Single by Janet Jackson

from the album The Velvet Rope
- B-side: "Accept Me"
- Released: March 25, 1998
- Genre: Pop
- Length: 4:17
- Label: Virgin
- Songwriters: Janet Jackson; James Harris III; Terry Lewis; René Elizondo Jr.;
- Producers: Janet Jackson; Jimmy Jam and Terry Lewis;

Janet Jackson singles chronology
| "I Get Lonely" (1998) | "Every Time" (1998) | "Go Deep" (1998) |

Music video
- "Every Time" on YouTube

= Every Time (Janet Jackson song) =

1998 single by Janet Jackson

"Every Time" is a song by American singer Janet Jackson from her sixth studio album, The Velvet Rope (1997). In Japan, it was released as the album's third single on March 25, 1998, while in the United States, it was released as the album's sixth and final single in November 1998. The song has been described as a ballad that lyrically delves into the protagonist's fear of love. Jackson performed it on the last Japanese date of The Velvet Rope Tour in Tokyo and on her 2025 Las Vegas residency Janet Jackson: Las Vegas.

==Critical response==
Billboard magazine's review was positive, stating, "'Every Time' ranks with [Jackson's] most memorable ballads, such as "Let's Wait Awhile" and "Again", calling on the things that make Janet so effective with this type of delicate material: Her voice quivers with emotion as she practically whispers about the promise and fear of an imminent romance, while steadfast writer/producer team Jimmy Jam and Terry Lewis wrap her vocal around a beautiful and sensuous chorus. This song sounds so perfect with the more civil pace of fall, it's an easy decision across the board, at top 40, AC, and R&B. Absolutely destined to be one of her greats."
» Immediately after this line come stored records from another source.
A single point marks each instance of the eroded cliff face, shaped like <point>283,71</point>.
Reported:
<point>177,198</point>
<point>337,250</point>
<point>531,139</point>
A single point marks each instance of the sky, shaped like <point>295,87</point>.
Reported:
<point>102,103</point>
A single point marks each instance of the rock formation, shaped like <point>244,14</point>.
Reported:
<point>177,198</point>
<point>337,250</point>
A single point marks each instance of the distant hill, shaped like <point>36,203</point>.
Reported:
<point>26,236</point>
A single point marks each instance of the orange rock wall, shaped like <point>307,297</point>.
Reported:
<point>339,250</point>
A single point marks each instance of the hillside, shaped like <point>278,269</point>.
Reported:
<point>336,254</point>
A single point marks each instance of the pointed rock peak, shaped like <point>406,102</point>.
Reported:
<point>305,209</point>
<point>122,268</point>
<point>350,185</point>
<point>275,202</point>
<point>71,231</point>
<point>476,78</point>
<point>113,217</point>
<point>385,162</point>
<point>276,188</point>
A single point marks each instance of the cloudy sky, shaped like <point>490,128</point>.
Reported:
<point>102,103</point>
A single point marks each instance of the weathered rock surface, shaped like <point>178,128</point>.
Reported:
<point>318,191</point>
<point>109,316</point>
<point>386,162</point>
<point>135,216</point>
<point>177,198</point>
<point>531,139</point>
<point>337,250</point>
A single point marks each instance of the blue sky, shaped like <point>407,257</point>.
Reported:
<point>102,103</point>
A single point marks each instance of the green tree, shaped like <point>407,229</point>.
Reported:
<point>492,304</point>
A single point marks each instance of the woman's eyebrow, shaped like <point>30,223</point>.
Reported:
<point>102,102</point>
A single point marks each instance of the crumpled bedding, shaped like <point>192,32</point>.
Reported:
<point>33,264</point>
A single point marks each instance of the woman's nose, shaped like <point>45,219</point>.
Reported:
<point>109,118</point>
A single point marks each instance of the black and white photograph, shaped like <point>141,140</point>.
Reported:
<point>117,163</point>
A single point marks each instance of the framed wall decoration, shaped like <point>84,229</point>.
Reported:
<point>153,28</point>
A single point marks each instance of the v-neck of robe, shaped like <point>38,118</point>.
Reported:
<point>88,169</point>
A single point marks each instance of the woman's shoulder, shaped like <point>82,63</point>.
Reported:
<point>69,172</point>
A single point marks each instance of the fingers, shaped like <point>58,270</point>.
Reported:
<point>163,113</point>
A reviewer from Birmingham Evening Mail wrote, "Gorgeous ballad featuring Miss Jackson's quivering vocals, a piano, strings and some understated percussion." J.D. Considine for Entertainment Weekly deemed it as one of the album's most affecting moments, noting "when the chords in the chorus to "Every Time" modulate into melancholy as Jackson observes that "every time I fall in love/It seems to never last"." Music Week thought Janet was "at her most relaxed" and called her delivery over the songs piano hook as "delicate", but felt that radio "is already spoilt for choice for ballads and many may feel this is a release too far." Andrew Le from Renowned for Sound website called the song "tender, angelic", and also commented that it was "far superior than the overrated, soppy saccharine Again, as it has an even better piano hook and more intimate vocal performance".

==Chart performance==
The single peaked at number fifty-two in Australia, number sixty-seven in Germany, and number ninety-five in France. But in Iceland it peaked at number 5. In the US it failed to chart on the Billboard Hot 100, but peaked at number twenty-five on the Bubbling Under Hot 100 Singles chart.

==Music video==
The accompanying music video was filmed in the then-new Therme Vals spa in Vals, Graubünden, in the Swiss Alps, with direction by Matthew Rolston in association with Howard Schatz, an expert in underwater photography. It was premiered on October 5, 1998, on HBO, and was subsequently exhibited twice a day leading up to the broadcast of the concert special for The Velvet Rope Tour one week later. The music video shows Jackson partially nude in water. A strong theme of green is seen in the video through lighting, the fabric surrounding Jackson's body and her contact lenses. The video was featured on the limited bonus-DVD edition of 2001's All for You as well as the 2004 DVD From Janet to Damita Jo: The Videos.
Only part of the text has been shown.